Even that’s going to have many more false positives and be annoying which will cause the attendants to be tempted to hit the “it’s fine” button.
For example, I suspect a decent number are couples/families that print multiple copies of boarding passes and two accidentally try to use the same one.
And like most security measures, humans are the weak link. The scanning system did mark the barcode as already used/invalid, but the staff assumed it was a glitch and let them on.
These sorts of issues aren't always the software's fault. Sometimes it's human error.
I've been prevented from boarding because the airline sent all the party tickets as a single PDF and my confused family members all scanned the first barcode they saw.
When things fail, we gain little by punishing the person who was operating the system.

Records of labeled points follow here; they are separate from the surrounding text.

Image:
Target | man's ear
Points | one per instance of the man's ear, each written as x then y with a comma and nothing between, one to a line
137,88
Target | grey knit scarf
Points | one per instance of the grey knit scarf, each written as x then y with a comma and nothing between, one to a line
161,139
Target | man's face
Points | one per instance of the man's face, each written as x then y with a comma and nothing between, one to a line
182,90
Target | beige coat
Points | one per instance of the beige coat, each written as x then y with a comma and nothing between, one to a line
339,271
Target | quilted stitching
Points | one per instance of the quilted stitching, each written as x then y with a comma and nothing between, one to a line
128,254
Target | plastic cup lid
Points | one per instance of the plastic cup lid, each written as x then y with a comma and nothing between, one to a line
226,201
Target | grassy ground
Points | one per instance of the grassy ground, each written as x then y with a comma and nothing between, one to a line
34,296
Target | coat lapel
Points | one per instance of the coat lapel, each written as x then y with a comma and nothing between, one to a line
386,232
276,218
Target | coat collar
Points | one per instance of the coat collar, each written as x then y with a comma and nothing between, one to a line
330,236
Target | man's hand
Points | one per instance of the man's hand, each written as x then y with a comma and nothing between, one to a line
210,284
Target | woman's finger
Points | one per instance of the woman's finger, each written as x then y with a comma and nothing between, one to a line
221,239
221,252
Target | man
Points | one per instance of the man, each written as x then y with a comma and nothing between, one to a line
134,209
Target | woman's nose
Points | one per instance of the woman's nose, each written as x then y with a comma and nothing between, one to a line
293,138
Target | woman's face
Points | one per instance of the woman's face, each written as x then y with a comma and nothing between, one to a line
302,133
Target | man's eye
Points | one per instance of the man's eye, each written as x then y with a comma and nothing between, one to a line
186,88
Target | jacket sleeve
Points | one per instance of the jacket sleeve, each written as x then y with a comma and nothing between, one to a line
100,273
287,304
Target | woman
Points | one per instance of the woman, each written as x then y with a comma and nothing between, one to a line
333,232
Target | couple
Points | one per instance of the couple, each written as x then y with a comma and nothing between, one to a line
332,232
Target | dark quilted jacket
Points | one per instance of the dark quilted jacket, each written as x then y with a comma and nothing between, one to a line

Instead, we must ask, "why did the system allow this failure?" Fix that root cause, because the operator is not the root cause here.
Why did the system securing the plane let the operator override the error and allow an unauthorized passenger on the plane?
Should be easy enough, UI shows the picture of the guy who scanned the first ticket and system tells operator you go and check his ticket. If you can't find him on the plane he's hiding in the bathroom, call security to get him out.
Because software is full of bugs, false assumptions, and ambiguities, people make mistakes, information doesn't transfer perfectly between airlines, and rare situations become common when you are dealing with enough people. If the gate agent can't override the system, the airline cannot operate.
I've lived in a number of countries in the past 10+ years and encountered more than my fair share of edge cases when flying. On the average, the gate agent has to override something 1-2 times per year when I fly internationally.
It also creates a bad safety culture to over-punish mistakes, because then people don't report them for fear of being fired and the system can't be improved to minimize future mistakes.